Nineteen states have barred attempts at making gay people straight. Should the federal government follow?
Conversion therapy is the attempted process of switching gay or potentially gay people — most frequently adolescents — to heretosexuality. An estimated 698,000 American adults have undergone the therapy at some point in their lives, according to the UCLA School of Law’s Williams Institute.
California became the first state to ban the practice for minors in 2012. Since then, a total of 19 states now ban the practice. For the most part they’re blue states, although Utah banned the practice in January.
About 52% of the estimated LGBTQ population still lives in states that allow conversion therapy.
What the legislation does
The Therapeutic Fraud Prevention Act would institute a federal ban on conversion therapy.
What supporters say
Supporters argue conversion therapy is a dangerous and discriminatory attempt to change a critical aspect of a person’s identity which likely can’t — or at least shouldn’t — be changed.

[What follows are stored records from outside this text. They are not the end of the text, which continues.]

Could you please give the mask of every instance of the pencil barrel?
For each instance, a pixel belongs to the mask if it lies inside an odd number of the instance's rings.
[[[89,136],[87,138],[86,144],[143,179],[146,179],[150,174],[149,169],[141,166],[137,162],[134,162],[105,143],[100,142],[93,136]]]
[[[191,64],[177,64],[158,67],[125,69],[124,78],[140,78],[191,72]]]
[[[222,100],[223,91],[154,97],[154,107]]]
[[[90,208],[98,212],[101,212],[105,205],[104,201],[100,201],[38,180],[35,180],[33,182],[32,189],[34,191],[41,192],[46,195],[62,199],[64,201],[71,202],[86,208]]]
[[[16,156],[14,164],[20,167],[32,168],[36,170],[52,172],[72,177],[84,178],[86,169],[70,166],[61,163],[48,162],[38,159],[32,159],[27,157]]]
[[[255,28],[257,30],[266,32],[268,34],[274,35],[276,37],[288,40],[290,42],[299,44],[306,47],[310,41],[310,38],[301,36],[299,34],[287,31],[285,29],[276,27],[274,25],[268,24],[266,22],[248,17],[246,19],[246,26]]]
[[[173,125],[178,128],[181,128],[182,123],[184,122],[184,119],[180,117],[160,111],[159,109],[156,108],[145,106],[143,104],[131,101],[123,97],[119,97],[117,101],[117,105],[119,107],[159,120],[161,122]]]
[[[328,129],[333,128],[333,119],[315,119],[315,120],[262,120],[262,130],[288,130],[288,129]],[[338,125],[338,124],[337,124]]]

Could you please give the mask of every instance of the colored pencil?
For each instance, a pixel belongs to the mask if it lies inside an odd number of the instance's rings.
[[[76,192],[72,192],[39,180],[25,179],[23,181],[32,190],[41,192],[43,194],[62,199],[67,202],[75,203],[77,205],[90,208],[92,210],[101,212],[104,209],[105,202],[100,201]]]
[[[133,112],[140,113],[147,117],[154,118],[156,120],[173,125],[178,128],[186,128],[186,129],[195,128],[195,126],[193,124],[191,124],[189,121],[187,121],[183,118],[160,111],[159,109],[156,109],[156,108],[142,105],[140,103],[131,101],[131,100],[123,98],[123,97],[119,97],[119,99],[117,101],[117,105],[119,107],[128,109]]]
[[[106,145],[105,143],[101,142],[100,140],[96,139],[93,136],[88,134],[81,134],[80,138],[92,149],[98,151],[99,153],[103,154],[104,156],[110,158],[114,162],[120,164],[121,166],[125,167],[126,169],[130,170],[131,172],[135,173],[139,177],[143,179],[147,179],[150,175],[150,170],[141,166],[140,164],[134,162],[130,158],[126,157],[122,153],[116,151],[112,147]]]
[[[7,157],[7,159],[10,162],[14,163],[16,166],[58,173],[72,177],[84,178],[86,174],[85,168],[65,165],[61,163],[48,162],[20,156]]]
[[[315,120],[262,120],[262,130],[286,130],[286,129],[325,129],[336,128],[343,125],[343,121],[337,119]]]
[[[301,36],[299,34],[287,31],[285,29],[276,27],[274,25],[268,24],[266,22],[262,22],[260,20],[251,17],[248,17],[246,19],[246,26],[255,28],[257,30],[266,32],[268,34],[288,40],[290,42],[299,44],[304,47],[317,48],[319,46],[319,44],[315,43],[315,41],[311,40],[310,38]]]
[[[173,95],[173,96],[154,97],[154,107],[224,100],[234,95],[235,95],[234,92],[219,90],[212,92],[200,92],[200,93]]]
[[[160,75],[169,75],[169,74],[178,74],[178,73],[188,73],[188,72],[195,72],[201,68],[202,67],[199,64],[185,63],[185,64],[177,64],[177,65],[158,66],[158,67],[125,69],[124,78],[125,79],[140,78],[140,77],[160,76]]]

“Conversion therapy is a fraudulent practice based on the prejudiced belief that someone can or should change their sexual orientation or gender identity,” Rep. Lieu said in a press release. “It inflicts immeasurable harm on those subjected to it, and turns a profit for scammers posing as mental health professionals… Now it’s time to end this scam in all states and pass a federal ban.”
“In 2019, we know that being a member of the LGBTQIA+ community isn’t an affliction, a disease, or some chronic condition requiring medical treatment. Rather, the politicians who say it is are on the wrong side of history,” Sen. Murray said in a Senate floor speech. “And it’s a practice that’s especially harmful to LGBTQIA+ children, who we already know are vulnerable to increased harassment and discrimination because of who they are.”
What opponents say
A surprising jurisdiction repealed its existing ban on conversion therapy in September: New York City, pressured by a lawsuit filed by local Orthodox Jewish psychotherapist Dovid Schwartz.
“The government does not belong in a therapist’s office,” Schwartz said. “I’m relieved that the city council has decided not to step into my office and tell my patients what we can and cannot talk about — something it has no right to do. My patients come to me voluntarily, with every man or woman who walks through my door seeking help to live the life they want to live. And I’ve seen many of them achieve the outcome they want.”
“Because of the community I serve, nearly all my patients share my faith, and they seek out my counsel about issues of sexuality and family in part because my perspective is grounded in our mutual Jewish faith and shared respect for Torah teachings,” Schwartz continued. “I’m grateful that my city council is no longer threatening to censor those conversations and impose government-approved orthodoxy on me or my patients.”
Odds of passage
The House version has attracted 135 Democratic cosponsors. It awaits a potential vote in the House Energy and Commerce Committee.
A House version introduced in the previous Congress in April 2017 received an even larger 177 Democratic cosponsors, despite fewer Democrats in the chamber at the time. It never received a vote in the then Republican-controlled chamber.
The Senate version has attracted 30 cosponsors: 29 Democrats and one independent. It awaits a potential vote in the Senate Commerce, Science, and Transportation Committee. Odds of passage are low in the Republican-controlled chamber.
A Senate version introduced in the previous Congress in April 2017 attracted 34 cosponsors — 33 Democrats and one independent — but never received a vote.